I was still angry angry with her for the way she treated me in Circle Valley, turning her back on me after all that time, not even giving me a chance to speak, not even thinking about how lonely and desperate I might feel to be left there alone, so far away from anyone I knew. ‘Listen to me, Mary!’ I wanted to yell at her whenever I thought about it. ‘Just bloody listen to me for ten heartbeats! You got it wrong. You got it all wrong. I don’t think I’m better than you. Of course not. How could you be so dumb? I look up to you! Surely that’s obvious! I wasn’t trying to say I knew better than you, I was just asking for a bit of the help you happily gave, waking after waking, to everyone who came to your shows.’
But at the same time I could understand quite well why she’d been angry with me. Mary was much braver than me. She dared to believe in something – really believe in it,
like it was as solid and certain as a rock or a tree trunk – even if she couldn’t prove it for certain. And, what’s more, she didn’t just say she believed in it, like a lot of people do, but had given up pretty much everything else for that one thing that she believed in, which is something hardly anybody does at all. It was as if she was playing a game of toss-up, like the one I once watched guards and traders playing at Veeklehouse, and had bet everything she had on one single throw of the dice, so certain was she that she knew which side would come up on top. I’ve not met anyone else who did that, except maybe Starlight, who bet everything on a man she hardly knew from far side of the Pool.

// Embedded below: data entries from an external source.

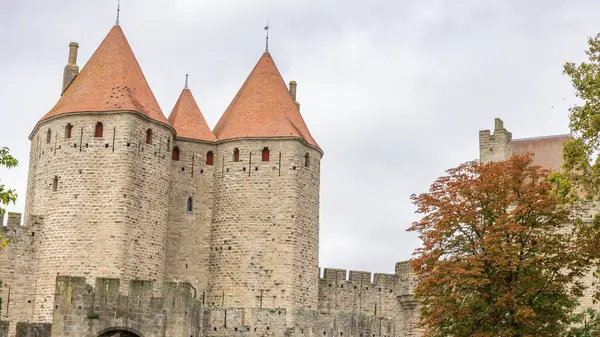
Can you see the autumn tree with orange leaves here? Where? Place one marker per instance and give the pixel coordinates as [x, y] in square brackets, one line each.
[498, 258]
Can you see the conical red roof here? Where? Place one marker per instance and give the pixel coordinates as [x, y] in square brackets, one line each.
[263, 108]
[187, 119]
[112, 80]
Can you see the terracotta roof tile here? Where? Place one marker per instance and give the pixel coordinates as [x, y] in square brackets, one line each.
[263, 107]
[187, 119]
[547, 151]
[112, 80]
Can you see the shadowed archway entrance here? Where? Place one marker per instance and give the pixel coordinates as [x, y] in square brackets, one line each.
[118, 333]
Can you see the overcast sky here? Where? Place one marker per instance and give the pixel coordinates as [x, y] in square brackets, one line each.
[394, 91]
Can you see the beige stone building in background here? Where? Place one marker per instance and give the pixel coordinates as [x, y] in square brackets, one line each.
[139, 225]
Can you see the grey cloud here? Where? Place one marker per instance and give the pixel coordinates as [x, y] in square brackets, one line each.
[394, 91]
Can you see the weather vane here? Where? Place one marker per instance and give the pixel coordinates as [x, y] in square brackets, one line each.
[118, 10]
[267, 40]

So, even though I was angry with her for the way she’d treated me, I still looked up to Mary. I still loved her in a way. And the truth was that, however angry I might be with her, I was much angrier with myself for what had happened.
I mean, Tom’s fat dick, it wasn’t as if she hadn’t warned me! ‘Our Mother’s voice is quiet quiet,’ those were her words. ‘She doesn’t shout at us. She speaks so softly you might think it was just your own thoughts.’ You couldn’t get much clearer than that. And yet, not once but twice, the first time and the final time I went into the Circle, a firm clear voice had spoken to me in my mind and told me exactly what I needed to do, and I’d just ignored it.
Again and again and again, in the eight years since I’d last seen her, I’d gone over that in my mind. How could I have failed to listen to the voice inside my head that told me to go over to Mary and tell her about the things I’d been holding back from her? Could there really have been any doubt at all that telling her was the right thing to do?
And of course the answer to that was no. I should have been honest with Mary. Once I’d done that, once I’d got those secrets out of the way – who knows? – perhaps I would have begun to hear Gela herself more clearly, and learned to tell the difference between her voice and my own thoughts. But how could I ever have expected to hear her if I refused to listen even to myself ? How could I expect to open my mind to Gela if I closed it up to my best friend and teacher? Over and over, I asked myself these things. Of course, I knew perfectly well that the reason I hadn’t spoken to Mary about my secrets was that I was afraid of making her angry, afraid of her asking things of me that I’d find difficult to do. But as it turned out, she couldn’t possibly have been angrier if I had told her than she was when I didn’t, and she couldn’t possibly have made things harder for me either.